Las olvidé
porque todo se olvida; pero al acordarme de ellas,
hallo más profunda la
impresión que me causaron
Las historias de cuernos siempre
han sido algo que ha interesado mucho. No es preciso que sean los de nadie
famoso para que el personal se entusiasme al conocer que fulano o zutana, en un
ardor guerrero de bajo vientre, un apasionamiento desmedido, o cualquier otra
cosa que remueve las entrañas, ha coronado cual reno de Papa Noël a su,
llamemos, pareja oficial. Sin embargo, un morbo extraño se genera cuando es
una pareja de famosos los que se encuentran en esa embarazosa situación de
infidelidades y una de las partes, despechada hasta decir basta, opta por
ventilarlo todo a los cuatro vientos, como una especie de cruel venganza y
desahogo, colocándose en la momentánea situación de víctima desgraciada y a la otra, en la de verdugo desalmado. En el caso de los famosos, si el tristemente
cornamentado obtiene unos buenos réditos por ello, pues miel sobre hojuelas,
que diría aquel.
Esta pasada semana, la ex primera
Dama de Francia, Sra. Valerié Trierwieler, ha sacado al mercado un libro en el que
pone a caer de un burro, personal y políticamente hablando, a su ex compañero
sentimental François Hollande después de una ruptura bruñida al socaire de los
romances del Presidente con una guapa y joven actriz de cine. Nada nuevo bajo
el sol, el despecho, en ocasiones provoca estas cosas, odios y venganzas que
con el tiempo se olvidan pero que momentáneamente colocan a ambas partes en la
picota del cotilleo y la maledicencia.
El caso de Trierwieler, mujer
ofendida y enfurecida, donde las haya, es de los más típicos. Poder llama a poder,
ambición llama a ambición, y en este caso, el desplazamiento de quien se ha
sentido irreemplazable provoca reacciones desmesuradas y a que nos cuestionemos incluso la inteligencia de quien se creyó especial por pescar lo que pescó, aun sabiendo lo que pescaba. La misma
periodista, ahora tremendamente crítica con su ex amor, ocupó el corazón de
Hollande (emparejado por entonces con Ségonolè Royal) del mismo modo por el que
ahora, años más tarde, ha sido desplazada. “Quien a hierro mata, a hierro muere”, los
refranes existen por algo, y el bagaje personal de cada uno, su propio pasado,
es ya una avanzacilla de cómo puede ser el futuro próximo.

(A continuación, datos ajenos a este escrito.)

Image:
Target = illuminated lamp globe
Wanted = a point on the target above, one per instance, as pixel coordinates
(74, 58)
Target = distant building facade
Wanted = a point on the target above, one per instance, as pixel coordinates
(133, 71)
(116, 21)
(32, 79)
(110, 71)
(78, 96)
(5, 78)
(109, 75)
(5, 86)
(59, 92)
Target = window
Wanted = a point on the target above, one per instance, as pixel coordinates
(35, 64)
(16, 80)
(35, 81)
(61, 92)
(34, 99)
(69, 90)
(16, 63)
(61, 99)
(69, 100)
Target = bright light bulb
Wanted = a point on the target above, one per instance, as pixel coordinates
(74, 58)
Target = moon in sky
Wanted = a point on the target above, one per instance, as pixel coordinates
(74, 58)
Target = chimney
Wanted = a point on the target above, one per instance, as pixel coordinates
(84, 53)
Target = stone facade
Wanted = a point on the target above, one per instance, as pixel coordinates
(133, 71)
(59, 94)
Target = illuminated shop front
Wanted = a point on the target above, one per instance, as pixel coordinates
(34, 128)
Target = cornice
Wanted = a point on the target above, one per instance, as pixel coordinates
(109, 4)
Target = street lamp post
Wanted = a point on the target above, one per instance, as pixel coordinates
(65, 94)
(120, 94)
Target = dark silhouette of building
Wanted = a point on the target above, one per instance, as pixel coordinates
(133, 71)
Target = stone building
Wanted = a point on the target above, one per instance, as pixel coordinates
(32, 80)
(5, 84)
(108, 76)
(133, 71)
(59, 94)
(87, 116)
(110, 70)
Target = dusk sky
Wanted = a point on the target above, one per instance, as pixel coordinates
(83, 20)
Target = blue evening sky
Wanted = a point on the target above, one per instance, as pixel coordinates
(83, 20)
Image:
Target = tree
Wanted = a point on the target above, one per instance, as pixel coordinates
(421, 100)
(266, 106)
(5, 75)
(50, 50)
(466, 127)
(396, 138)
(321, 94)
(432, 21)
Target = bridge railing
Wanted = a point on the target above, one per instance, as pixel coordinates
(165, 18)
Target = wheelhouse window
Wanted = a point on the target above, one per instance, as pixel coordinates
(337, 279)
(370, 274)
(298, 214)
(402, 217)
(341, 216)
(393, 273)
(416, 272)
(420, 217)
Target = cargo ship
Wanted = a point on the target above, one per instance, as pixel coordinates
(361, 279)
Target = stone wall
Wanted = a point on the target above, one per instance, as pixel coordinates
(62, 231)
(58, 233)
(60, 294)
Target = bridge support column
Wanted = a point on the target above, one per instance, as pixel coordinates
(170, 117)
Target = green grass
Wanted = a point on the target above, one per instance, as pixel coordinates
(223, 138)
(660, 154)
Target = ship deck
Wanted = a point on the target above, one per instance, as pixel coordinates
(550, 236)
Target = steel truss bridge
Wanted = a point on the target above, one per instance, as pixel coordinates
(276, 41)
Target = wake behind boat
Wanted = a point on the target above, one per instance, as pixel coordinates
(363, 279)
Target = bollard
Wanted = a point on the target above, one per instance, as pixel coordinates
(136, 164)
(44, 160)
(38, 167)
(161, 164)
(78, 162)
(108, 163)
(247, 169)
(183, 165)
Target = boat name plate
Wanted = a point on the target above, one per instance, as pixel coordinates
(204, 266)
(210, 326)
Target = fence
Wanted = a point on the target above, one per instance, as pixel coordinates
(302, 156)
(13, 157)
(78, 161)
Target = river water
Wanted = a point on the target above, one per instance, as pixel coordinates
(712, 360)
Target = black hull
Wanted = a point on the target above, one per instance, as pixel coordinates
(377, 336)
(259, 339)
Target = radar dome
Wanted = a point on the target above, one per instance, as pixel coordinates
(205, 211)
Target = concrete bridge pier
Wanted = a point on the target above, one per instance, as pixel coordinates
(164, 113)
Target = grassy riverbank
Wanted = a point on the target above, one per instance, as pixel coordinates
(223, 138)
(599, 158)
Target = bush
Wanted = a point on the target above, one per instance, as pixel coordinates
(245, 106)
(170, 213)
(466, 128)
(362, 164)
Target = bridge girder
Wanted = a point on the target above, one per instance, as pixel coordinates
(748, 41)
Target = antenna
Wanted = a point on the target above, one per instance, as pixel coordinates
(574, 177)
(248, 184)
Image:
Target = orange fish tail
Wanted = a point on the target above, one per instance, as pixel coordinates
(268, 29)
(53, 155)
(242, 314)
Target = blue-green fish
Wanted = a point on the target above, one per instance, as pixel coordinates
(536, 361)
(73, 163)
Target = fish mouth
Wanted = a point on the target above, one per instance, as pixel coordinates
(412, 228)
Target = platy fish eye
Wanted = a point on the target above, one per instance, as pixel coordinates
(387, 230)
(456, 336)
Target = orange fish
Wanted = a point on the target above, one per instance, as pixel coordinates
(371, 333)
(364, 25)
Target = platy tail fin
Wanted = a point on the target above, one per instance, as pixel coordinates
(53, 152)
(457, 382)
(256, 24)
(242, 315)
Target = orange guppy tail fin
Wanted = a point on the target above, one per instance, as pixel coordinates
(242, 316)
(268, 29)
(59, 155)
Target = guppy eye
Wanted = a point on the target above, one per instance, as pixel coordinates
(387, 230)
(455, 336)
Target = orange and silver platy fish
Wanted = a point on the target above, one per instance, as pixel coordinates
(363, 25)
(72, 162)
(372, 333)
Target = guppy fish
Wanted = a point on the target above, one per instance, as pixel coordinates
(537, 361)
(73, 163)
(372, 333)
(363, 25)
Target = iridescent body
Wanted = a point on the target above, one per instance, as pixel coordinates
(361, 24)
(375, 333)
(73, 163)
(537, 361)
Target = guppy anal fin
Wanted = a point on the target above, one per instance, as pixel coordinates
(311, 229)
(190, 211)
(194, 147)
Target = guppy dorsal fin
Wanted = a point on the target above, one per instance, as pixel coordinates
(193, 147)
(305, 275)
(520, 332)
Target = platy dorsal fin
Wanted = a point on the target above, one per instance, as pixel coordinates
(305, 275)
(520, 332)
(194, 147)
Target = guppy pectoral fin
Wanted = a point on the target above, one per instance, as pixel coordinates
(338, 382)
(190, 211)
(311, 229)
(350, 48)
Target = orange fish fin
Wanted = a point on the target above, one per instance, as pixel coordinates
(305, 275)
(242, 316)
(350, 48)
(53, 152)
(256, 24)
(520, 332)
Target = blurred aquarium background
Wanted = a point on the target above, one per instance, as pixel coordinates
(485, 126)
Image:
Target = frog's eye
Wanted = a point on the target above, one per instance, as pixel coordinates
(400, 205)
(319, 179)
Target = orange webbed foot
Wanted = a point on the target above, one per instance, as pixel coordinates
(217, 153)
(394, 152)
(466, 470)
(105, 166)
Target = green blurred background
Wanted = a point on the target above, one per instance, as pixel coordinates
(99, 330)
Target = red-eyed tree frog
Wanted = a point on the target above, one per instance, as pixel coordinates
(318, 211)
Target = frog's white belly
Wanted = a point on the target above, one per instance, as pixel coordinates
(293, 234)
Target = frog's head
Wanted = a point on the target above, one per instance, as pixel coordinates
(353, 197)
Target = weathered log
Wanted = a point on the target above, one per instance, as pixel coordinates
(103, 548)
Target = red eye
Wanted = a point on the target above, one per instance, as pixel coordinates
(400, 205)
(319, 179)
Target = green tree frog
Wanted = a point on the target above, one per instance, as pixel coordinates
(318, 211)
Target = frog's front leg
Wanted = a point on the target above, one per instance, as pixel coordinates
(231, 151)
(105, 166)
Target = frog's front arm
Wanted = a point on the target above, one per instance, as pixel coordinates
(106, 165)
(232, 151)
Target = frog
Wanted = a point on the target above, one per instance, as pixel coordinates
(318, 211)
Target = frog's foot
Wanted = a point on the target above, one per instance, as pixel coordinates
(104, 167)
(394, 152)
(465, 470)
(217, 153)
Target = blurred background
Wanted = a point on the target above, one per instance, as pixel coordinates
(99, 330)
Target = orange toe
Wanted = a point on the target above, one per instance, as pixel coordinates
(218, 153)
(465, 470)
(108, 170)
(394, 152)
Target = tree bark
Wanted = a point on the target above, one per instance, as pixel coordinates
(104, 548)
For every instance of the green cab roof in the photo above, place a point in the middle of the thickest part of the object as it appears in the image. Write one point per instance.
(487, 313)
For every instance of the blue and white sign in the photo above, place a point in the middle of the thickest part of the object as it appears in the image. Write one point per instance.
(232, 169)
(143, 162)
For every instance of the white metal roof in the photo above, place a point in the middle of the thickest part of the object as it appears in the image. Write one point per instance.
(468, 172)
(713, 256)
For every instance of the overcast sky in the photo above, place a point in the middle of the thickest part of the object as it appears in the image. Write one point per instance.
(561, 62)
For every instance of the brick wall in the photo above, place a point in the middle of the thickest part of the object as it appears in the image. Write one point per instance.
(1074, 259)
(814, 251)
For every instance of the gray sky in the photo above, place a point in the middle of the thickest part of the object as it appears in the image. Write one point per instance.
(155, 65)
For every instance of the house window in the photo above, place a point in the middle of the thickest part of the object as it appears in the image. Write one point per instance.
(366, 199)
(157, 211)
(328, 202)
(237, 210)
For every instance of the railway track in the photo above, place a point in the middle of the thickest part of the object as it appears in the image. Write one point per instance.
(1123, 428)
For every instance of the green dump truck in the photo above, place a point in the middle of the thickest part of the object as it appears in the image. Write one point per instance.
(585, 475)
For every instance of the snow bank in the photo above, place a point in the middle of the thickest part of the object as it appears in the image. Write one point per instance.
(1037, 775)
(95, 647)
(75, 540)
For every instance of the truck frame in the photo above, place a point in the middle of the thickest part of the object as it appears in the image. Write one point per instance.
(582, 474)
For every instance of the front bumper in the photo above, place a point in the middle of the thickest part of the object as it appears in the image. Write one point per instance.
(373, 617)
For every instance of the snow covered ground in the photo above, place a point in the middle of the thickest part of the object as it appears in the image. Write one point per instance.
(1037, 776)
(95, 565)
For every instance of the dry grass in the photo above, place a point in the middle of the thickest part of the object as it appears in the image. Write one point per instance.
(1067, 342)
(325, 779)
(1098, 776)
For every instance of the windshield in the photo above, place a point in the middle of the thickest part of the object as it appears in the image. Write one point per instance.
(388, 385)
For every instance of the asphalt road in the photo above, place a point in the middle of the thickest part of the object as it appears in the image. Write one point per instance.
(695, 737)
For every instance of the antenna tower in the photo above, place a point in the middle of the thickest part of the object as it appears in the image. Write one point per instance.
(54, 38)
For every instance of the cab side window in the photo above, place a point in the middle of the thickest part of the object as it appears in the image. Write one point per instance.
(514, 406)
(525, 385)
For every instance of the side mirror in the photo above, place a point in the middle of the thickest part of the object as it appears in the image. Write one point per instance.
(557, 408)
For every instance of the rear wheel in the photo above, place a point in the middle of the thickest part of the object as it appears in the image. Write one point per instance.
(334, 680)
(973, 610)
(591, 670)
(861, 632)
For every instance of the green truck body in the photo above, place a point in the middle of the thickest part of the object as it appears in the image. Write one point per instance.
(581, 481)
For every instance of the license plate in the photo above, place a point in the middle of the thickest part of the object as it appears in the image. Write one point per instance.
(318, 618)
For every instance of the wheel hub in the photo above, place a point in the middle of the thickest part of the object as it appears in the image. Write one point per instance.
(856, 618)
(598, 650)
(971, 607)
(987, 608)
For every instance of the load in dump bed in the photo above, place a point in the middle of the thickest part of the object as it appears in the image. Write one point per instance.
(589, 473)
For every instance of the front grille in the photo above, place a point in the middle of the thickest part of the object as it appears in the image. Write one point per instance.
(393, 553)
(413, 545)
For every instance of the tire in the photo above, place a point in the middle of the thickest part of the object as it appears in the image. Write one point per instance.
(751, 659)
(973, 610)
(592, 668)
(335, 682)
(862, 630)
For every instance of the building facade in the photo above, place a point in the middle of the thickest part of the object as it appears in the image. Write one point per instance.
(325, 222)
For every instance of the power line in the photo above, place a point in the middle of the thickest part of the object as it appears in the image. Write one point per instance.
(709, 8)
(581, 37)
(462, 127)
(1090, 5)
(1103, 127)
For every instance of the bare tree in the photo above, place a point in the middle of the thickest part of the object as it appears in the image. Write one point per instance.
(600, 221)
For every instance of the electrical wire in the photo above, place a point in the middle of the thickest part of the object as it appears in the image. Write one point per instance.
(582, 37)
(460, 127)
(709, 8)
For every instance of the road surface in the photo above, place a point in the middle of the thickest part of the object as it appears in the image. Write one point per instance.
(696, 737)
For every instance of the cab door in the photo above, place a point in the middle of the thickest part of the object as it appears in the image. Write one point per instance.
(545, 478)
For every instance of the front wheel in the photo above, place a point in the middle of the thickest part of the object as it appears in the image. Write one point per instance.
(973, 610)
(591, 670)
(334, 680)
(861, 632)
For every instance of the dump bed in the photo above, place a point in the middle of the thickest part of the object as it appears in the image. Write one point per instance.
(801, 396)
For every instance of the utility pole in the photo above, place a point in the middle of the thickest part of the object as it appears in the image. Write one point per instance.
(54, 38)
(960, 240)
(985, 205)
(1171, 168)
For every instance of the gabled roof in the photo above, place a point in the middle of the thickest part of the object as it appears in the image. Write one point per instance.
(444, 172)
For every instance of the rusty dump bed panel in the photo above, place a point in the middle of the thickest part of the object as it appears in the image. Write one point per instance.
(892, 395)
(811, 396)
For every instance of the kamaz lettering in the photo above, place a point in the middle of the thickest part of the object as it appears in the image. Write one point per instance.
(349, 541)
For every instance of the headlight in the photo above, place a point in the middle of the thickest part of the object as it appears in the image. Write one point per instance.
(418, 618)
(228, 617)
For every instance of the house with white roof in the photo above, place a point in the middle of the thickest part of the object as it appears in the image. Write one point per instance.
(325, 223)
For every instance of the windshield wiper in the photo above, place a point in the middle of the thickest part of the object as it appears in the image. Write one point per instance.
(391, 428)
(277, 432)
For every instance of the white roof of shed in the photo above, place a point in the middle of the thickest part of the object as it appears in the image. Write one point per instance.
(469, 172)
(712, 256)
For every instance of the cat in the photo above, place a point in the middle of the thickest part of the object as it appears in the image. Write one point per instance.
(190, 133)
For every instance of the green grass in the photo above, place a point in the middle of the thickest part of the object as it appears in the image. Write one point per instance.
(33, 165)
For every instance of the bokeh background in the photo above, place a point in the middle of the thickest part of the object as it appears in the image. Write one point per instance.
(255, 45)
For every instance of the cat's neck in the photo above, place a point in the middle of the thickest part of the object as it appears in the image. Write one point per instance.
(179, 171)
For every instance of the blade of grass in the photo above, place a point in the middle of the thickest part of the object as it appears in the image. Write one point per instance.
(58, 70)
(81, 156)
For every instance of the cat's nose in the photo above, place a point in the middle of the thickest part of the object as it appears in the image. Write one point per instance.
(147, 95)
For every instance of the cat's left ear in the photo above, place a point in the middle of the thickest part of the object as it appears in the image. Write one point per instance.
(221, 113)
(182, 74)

No deja de ser curioso el nombre
con el que la cariacontecida y enardecida Trierwieler, con el olor de la carne
expuesta al gran público, ha bautizado a su criatura “Merci pour ce moment”
("Gracias por ese momento"), porque una, después de conocer el contenido del
libro (gracias a las cientos de notas que aparecen en la prensa), no puede
menos que pensar que el momento que agradece al Presidente no es el que con él
vivió en el pasado, sino el momento de gloria que con esta venganza feota le va
a proporcionar ahora durante semanas. Pero estas glorias son tan efímeras como
los romances que antaño colocaron a sus protagonistas en las cotas del
populismo de bragueta. Y es que mañana, cuando vuelva la calma y las braguetas
se consuelen en nuevos ribazos, la gente sólo recordará lo en evidencia que se
puso una mujer que no supo poner fin, con dignidad y señorío, a una relación
que estaba tocada por sus partes más húmedas.
Se equivoca Trierwieler si cree
que con ello va a perjudicar a Hollade. Francia es Francia, y los cuernos no
son más que una anécdota, incluso graciosa para aquellos que son ajenos a la
relación. Y en este momento, y mañana también, lo que va a quedar en el
recuerdo, por un lado, es el retrato de
la ahora denostada, como una mujer histérica, descontrolada, vengativa e
incluso infantil que, como en la fábula de las uvas y la zorra, cuando no llega
dice que están verdes (como si no lo supiera cuando se dedicó a intentar
comérselas). Y por otro lado, la de un
tipo feo como un cazo, aparentemente soso, insustancial y variable (como
aquella “donna” de la que decían era “mobile”), al que las mujeres se rifan
pese a todo lo burdo y despreciable que algunas de las que pasaron a su vera dicen que es, y
por el que, pese a ello, acaban poniéndose en
evidencia como unas chonis cualquieras, por muy de Chanel que se vistan.
La infidelidad es tan antigua
como la existencia del ser humano y eso, hoy en día, no tiene más trascendencia
que la que tiene entre la propia pareja y su círculo más cercano. Lo demás, letras para entretener. Y es que la
ropa sucia, se lava en casa. Alguien debería regalarle a un refranero a
Trierwieler y advertirla que la ambición mal llevada es muy chunga.